The Democratic Party and the Planned Parenthood abortion business are joined at the hip and the two pro-abortion entities provided more evidence of that on Monday. Together they held a join press conference trashing pro-life advocates as “out of touch with women.”
Specifically, the joint event was to condemn pro-life Florida Governor Rick Scott — who signed a measure to defund Planned Parenthood earlier this year.
The bill would defund the Planned Parenthood Florida affiliate of taxpayer dollars, and require abortion doctors to have hospital admitting privileges or patient transfer agreements. In addition, it would increase abortion clinic inspection requirements and licensing fees.
Here’s how Planned Parenthood and Wasserman-Schulz trashed Scott and pro-life advocates:
She was joined – at a Planned Parenthood health center – by a Planned Parenthood patient, a Planned Parenthood executive and more than a dozen other political, health and women’s activists. And the rhetoric directed toward Scott and his fellow Republicans was sharp.
“They’re dramatically out of touch with the overwhelming majority of women, certainly, and families,” the Weston congresswoman said. “They don’t really care what the majority of Floridians think. They are bent on ideology being a priority and satisfying their right-wing extreme ideology. Their hypocrisy knows no bounds. And they’re willing to jeopardize women’s health care simply to satisfy the extremist, ideological bent in their party.”
Republicans were the broad target. The specific target was a state law cutting off funding for non-abortion services at organizations like Planned Parenthood that also provide abortions.
Wasserman Schultz and Laura Goodhue, vice president of public policy for the Florida Alliance of Planned Parenthood Affiliates, said the funding cutoff violates federal regulations governing the joint program.
In Florida, the abortion group receives about $200,000 in taxpayer Medicaid funds every year, according to the Tampa Bay Times. The bill will redirect those funds to comprehensive health centers instead.
But leading pro-life groups hailed Governor Scott for signing the bill.
“Abortionists will finally be held to the same standard as all other physicians who perform invasive procedures in a non-hospital setting by the requirement to have admitting privileges or a transfer agreement with a nearby hospital,” says Ingrid Delgado of the Florida Conference of Catholic Bishops. “It is incomprehensible that opponents suggest the bill makes women less safe.”

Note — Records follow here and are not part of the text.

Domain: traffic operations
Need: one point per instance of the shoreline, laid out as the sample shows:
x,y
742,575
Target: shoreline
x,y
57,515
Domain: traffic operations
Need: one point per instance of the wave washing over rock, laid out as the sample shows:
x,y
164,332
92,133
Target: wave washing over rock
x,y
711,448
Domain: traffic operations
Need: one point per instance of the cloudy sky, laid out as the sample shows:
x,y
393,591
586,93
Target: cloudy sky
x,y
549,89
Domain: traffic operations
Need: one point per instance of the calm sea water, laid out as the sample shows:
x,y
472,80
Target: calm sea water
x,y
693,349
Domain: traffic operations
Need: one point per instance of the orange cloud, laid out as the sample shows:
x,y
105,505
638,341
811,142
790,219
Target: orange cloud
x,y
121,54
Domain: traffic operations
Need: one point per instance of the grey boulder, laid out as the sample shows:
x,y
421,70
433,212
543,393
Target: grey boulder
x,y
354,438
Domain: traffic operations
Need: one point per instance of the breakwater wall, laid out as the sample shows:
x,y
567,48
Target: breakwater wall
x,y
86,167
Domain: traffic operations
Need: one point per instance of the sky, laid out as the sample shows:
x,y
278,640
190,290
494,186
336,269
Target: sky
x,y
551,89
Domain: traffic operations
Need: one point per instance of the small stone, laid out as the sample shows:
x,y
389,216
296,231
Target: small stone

John Stemberger, president of the Florida Family Policy Council, an Orlando-based social conservative advocacy group, hailed the law as protecting women’s health because he said more inspections will ensure greater quality care.
“This is a historic victory, and we are thrilled to have been an active part of this effort,” Stemberger said.
Abortion activists are considering a potential lawsuit against the new law.
The reality is that Planned Parenthood’s non-abortion services have been declining rapidly, according to its own annual reports. Between 2009 and 2014, Planned Parenthood’s cancer screenings and breast exams/breast care dropped by more than half, according to its annual reports. “Cancer screenings” fell from 1,830,811 to just 682,208 in that same period of time. “Breast exams/breast care” fell by more than half, from 830,312 in 2009 to 363,803 in 2014 and Pap smear tests dropped nearly two-thirds, from 904,820 to 271,539.
The Florida legislation would redirect the tax dollars to other non-abortion community health services, ensuring that women will have access to basic health services. Community health centers, which offer comprehensive health care to women and families, outnumber Planned Parenthood facilities by 20 to one.
Senate sponsor State Sen. Kelli Stargel, R-Lakeland, who sponsored the bill, previously said her legislation will ensure women are receiving quality health care.
“It is not a bill that restricts a woman’s right to choose … It’s getting the same level of care that she would have if she walked into any other clinic,” Stargel said.
Previously, an ACLU spokesperson said they would consider suing the state if the legislation becomes law. However, the spokesperson said it would depend partly on the outcome of another Florida law that the pro-abortion legal group is challenging. That law requires women to wait 24 hours before having an abortion. In February, the 1st District Court of Appeals ruled in favor of the pro-life law, allowing it to take effect, LifeNews reported.